Excalibur EFS is one of many document image processing systems that convert documents to digital form. The digital image page is produced using a desktop scanner. Optical character recognition software converts the images to searchable ASCII text.
In most cases the OCR text is approximately 95-99 per cent accurate. This has important implications for searching, because some documents may not be found if the text is inaccurate. Excalibur's software gets round this problem with its fuzzy search engine which can find the correct terms and near matches.
The Elinor project (http://www.iielr.dmu.ac.uk/Projects/ELINOR/), an electronic library development at De Montfort University's Milton Keynes campus, uses Excalibur EFS as the core system for scanning high-demand course texts and putting them on the campus network.
Other organisations have started electronic library applications using the same software:
* The Internet Library of Early Journals project at Oxford and Leeds universities, is digitising 18th and 19th-century journals.

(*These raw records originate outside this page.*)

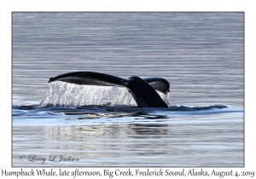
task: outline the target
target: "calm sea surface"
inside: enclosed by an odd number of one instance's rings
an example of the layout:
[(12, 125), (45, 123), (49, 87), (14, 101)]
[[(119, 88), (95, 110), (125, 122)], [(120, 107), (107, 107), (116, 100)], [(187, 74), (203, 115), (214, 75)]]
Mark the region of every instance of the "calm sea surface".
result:
[[(13, 13), (12, 31), (13, 166), (244, 165), (243, 13)], [(170, 107), (31, 107), (77, 71), (164, 78)]]

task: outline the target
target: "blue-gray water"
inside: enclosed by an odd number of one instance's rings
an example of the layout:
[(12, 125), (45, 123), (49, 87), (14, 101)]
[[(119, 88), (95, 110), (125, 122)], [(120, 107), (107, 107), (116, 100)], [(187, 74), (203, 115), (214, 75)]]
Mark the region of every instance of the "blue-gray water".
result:
[[(243, 13), (12, 15), (13, 166), (244, 165)], [(77, 71), (164, 78), (170, 107), (29, 107)]]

* The British Library is archiving digitised ageing microfilms of 18th-century newspapers as well as converting and indexing an old printed catalogue of seals.
* The library of the United States Naval Research Laboratory is importing Elsevier Science electronic journals in TIFF image and ASCII text format into Excalibur's EFS system. Users access the articles through a web browser.
The latest Excalibur software range, RetrievalWare, combines two retrieval technologies, fuzzy searching and semantic retrieval (a semantic network of searchable words built from various dictionaries and thesauri).
Late last year Excalibur announced Visual RetrievalWare for indexing and retrieving visual images such as video clips, photographs, and fingerprints. Instead of a text-search clue, the user selects an example image as the basis of the search. Adjustments can be made to the image clue by parameters such as colour, texture, shape, brightness, aspect, keywords. The retrieval window presents thumbnail images closely matching the first image.
Tony Durham writes:
Since 1991 Excalibur Technologies has cultivated its image as the company that can solve tricky problems in the retrieval of text, images and other data types. The San Diego company found customers in business, government and research, and hit the British headlines last year when the Labour Party deployed the software for finding facts to counter Tory claims. Excalibur's technology was based on pure pattern matching and was sometimes described as a neural network approach, though it avoided much of the heavy numerical computation that conventional neural networks require. This was good for "fuzzy matching" where the bit patterns were similar, but not so good for the kind of matching which depends on meaning: for example, matching "China" to "Asia".
The real breakthrough for Excalibur was its acquisition of ConQuest Technologies, which had the concept-searching technology that Excalibur lacked. ConQuest also had a software architecture for indexing and searching large databases distributed over a number of sites - ideal for the Internet age.
Excalibur has matured into a middle-of-the-road vendor offering the full basket of information retrieval techniques, both pattern-based and concept-based.
Indexing and searching image databases is a tough problem widely regarded as "AI-complete": to do it really well by computer requires human-level artificial intelligence. Despite Excalibur's achievements, image retrieval remains a challenging research problem, not the kind that can be vanquished with a few flashing sword-strokes.
Roy McKeown is curator of the National Art Slide Library, Charles Oppenheim is professor and co-director, and Anne Ramsden is a project manager, all at the International Institute of Electronic Library Research, De Montfort University.